Notes on Using AI Agents for Work¶
These are my notes on this article from Ethan Mollick: "Real AI Agents and Real Work"
- OpenAI Created a new test for AI ability where they asked experts with +14 years of experience to design tasks that would take a human expert 4 to 7 hours to complete
- Human experts won (barely), however surprinsingly, the reason for most AI failures was formatting and instruction following issues rather than hallucinations and errors.
- AI can't replace a job if it can't replace the complexity involved with human interactions as a whole
- Really interesting use of Claude 4.5 Sonnet to replicate results of papers given the relevant data
- small improvements in a model’s accuracy on single steps can add up to huge gains when tasks require many steps in sequence.
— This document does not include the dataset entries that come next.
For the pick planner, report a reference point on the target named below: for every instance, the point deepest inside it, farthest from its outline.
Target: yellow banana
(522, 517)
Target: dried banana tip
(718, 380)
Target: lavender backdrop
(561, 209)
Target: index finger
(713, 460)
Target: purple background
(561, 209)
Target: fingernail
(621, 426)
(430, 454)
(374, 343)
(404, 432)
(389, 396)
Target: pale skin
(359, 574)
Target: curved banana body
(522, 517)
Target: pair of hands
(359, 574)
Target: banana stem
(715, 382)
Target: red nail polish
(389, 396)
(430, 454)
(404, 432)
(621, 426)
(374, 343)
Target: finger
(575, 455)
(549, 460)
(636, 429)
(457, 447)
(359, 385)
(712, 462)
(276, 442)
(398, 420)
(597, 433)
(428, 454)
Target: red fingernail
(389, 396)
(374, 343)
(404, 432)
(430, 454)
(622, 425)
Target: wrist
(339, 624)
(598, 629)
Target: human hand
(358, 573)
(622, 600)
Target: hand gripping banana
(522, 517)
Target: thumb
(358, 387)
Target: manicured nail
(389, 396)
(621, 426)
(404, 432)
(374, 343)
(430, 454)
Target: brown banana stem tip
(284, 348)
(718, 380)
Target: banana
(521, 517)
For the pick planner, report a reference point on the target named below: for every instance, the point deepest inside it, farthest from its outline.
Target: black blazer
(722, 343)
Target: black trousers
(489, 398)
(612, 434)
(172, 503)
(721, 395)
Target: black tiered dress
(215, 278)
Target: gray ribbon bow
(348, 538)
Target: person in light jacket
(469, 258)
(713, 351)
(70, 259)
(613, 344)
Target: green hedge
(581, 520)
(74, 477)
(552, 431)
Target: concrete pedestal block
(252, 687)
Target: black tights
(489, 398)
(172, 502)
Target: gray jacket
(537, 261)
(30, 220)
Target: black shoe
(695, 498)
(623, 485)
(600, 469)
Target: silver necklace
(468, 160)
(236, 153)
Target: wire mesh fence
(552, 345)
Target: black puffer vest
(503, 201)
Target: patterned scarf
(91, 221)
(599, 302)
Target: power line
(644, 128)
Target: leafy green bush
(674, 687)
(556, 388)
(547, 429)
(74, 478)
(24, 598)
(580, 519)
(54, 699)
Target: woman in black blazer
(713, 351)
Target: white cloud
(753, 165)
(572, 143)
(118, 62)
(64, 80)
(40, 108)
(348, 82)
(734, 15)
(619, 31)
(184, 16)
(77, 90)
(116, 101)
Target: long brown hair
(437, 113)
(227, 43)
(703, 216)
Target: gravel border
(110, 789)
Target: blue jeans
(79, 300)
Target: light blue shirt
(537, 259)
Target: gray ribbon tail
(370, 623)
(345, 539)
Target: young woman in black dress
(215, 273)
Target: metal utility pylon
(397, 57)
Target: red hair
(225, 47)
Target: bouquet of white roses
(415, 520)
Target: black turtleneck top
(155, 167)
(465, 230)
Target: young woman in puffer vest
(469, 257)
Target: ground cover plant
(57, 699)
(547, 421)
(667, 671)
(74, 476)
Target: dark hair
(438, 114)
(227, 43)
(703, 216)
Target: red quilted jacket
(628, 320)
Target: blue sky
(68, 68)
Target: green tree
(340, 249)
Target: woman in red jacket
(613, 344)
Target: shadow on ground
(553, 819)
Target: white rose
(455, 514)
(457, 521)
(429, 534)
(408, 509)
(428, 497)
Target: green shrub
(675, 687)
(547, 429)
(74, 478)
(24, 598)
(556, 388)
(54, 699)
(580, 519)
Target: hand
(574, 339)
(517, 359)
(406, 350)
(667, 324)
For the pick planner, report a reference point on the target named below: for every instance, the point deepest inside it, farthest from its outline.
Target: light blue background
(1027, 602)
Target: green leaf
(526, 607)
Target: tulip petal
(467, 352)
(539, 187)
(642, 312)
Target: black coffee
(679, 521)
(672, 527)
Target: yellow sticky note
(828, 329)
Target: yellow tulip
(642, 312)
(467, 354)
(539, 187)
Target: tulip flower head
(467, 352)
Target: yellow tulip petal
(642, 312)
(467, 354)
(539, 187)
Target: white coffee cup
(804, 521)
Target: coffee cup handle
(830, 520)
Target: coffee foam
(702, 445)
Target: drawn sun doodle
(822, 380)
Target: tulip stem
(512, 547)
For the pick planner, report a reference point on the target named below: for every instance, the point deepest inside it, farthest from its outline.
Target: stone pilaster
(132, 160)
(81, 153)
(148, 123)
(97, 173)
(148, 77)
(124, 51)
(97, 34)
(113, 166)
- Interesting benchmark I didn't know about METR measures AI's ability to complete long tasks
- I like this point Ethan makes about the importance of reflecting on why we do work and what it should look like to avoid drowning in a sea of AI generated content
- Simple workflow suggested by OpenAI is:
- Delegate to AI as a first pass
- review
- if not good enough, try a few attempts at correcting & instructing
- If still not good enough, do the work yourself
- Estimation is that this simple strategy could yield a 40% increase in speed and make work 60% cheaper (although not sure how they measured the later)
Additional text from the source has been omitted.